Run the cell below to download the StyleGAN checkpoint.

In [None]:
# Download public StyleGAN 256x256 resolution model to `stylegan-256px.pt`
import os
if 'stylegan-256px.pt' not in os.listdir(os.getcwd()):
    !wget --load-cookies /tmp/cookies.txt "https://drive.google.com/uc?export=download&confirm=$(wget --quiet --save-cookies /tmp/cookies.txt --keep-session-cookies --no-check-certificate 'https://drive.google.com/uc?export=download&id=1QlXFPIOFzsJyjZ1AtfpnVhqW4Z0r8GLZ' -O- | sed -rn 's/.*confirm=([0-9A-Za-z_]+).*/\1\n/p')&id=1QlXFPIOFzsJyjZ1AtfpnVhqW4Z0r8GLZ" -O stylegan-256px.pt && rm -rf /tmp/cookies.txt

## Some Useful Functions

Before jumping into the fine-tuning code, let's first implement some useful functions

### Exponential Moving Average (EMA) of Model Weights

In fine-tuning, the authors keep an exponential moving average of the weights for the generator for inference.

This is relatively common in deep learning since it helps stabilize the converged model (similar to how optimizers like Adam and layers like batch normalization keep exponential moving averages to stabilize their statistics across multiple updates).

In [None]:
def init_ema(model):
    '''
    Function that initializes a static model to store exponential moving average.
    '''
    model.eval()
    for p in model.parameters():
        p.requires_grad = False

def accumulate_ema_weights(model_ema, model_tgt, decay=0.999):
    '''
    Function for updating exponential moving average of weights.
    '''
    ema = dict(model_ema.named_parameters())
    tgt = dict(model_tgt.named_parameters())

    for p_ema, p_tgt in zip(ema.values(), tgt.values()):
        p_ema.data.mul_(decay).add_(p_tgt.data, alpha=1-decay)

### Mixing Regularization

You've already learned about mixing regularization in the StyleGAN notebook, so this section will just implement the function to be used in fine-tuning.

In [None]:
def sample_noise(batch_size, code_dim, device, p=0.9):
    '''
    Function that samples noise with mixing regularization with probability p.
    '''
    if random.random() < p:
        z11, z12, z21, z22 = torch.randn(4, batch_size, code_dim, device=device).unbind(0)
        z1 = [z11, z12]
        z2 = [z21, z22]

    else:
        z1, z2 = torch.randn(2, batch_size, code_dim, device=device).unbind(0)

    return z1, z2

### Gradient Penalty

This should also be something that you're already familiar with.

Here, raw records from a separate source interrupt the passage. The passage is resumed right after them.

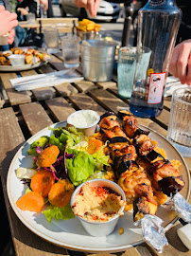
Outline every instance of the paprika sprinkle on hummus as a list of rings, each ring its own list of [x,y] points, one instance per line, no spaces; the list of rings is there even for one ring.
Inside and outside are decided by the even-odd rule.
[[[110,188],[94,187],[87,182],[76,195],[73,210],[87,221],[106,222],[116,214],[123,215],[120,210],[125,204],[122,196]]]

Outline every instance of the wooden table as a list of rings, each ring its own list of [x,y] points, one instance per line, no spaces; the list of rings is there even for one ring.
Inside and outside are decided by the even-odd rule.
[[[20,73],[0,73],[2,82],[2,97],[5,103],[0,109],[0,174],[4,196],[9,215],[11,236],[17,256],[53,256],[53,255],[89,255],[89,253],[75,252],[59,247],[43,241],[27,229],[13,212],[7,197],[7,174],[10,161],[19,147],[31,136],[43,128],[61,120],[66,119],[68,115],[78,109],[93,109],[100,115],[106,110],[117,113],[121,107],[128,107],[128,101],[118,97],[116,77],[113,82],[94,83],[82,81],[75,83],[62,83],[55,87],[45,87],[32,91],[17,92],[9,82],[9,79],[18,75],[28,76],[37,73],[48,73],[54,70],[64,69],[61,54],[53,56],[51,62],[36,70]],[[80,68],[78,70],[81,72]],[[162,114],[155,119],[140,119],[138,122],[148,126],[163,136],[166,136],[169,120],[170,99],[165,100]],[[38,115],[37,115],[38,114]],[[190,158],[185,158],[191,168]],[[191,203],[191,199],[189,200]],[[178,238],[177,224],[166,232],[169,245],[165,247],[163,256],[187,256],[189,251]],[[132,247],[126,252],[113,255],[158,255],[148,245]],[[99,253],[100,255],[111,255]]]

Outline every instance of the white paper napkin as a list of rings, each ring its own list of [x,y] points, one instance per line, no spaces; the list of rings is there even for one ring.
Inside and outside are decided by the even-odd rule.
[[[75,82],[84,78],[73,70],[61,70],[48,74],[10,79],[12,87],[17,91],[32,90],[36,88],[55,86],[62,82]]]
[[[165,89],[165,97],[172,96],[172,93],[179,88],[186,88],[187,84],[182,84],[178,78],[173,76],[167,77]]]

The original code repository only applies gradient penalty to the real image that's passed through the discriminator. The implementation is below.

In [None]:
from torch.autograd import grad

def gradient_penalty(inputs, outputs):
    '''
    Function that computes gradient penalty given inputs and outputs.
    '''
    g = grad(outputs=outputs.sum(), inputs=inputs, create_graph=True)[0]
    gp = (g.flatten(1).norm(2, dim=1) ** 2).mean()
    gp = 10 / 2 * gp
    return gp

### Freezing Discriminator Layers

The final helper function you'll need is one that'll freeze the first four layers in the discriminator (and one that unfreezes them). Check it out below.

In [None]:
def freeze_discriminator_layers(d):
    '''
    Function that freezes the first four discriminator layers.
    '''
    # Naming patterns taken from official code repo
    ls = ['progression.{}'.format(8 - i) for i in range(3)] + ['linear']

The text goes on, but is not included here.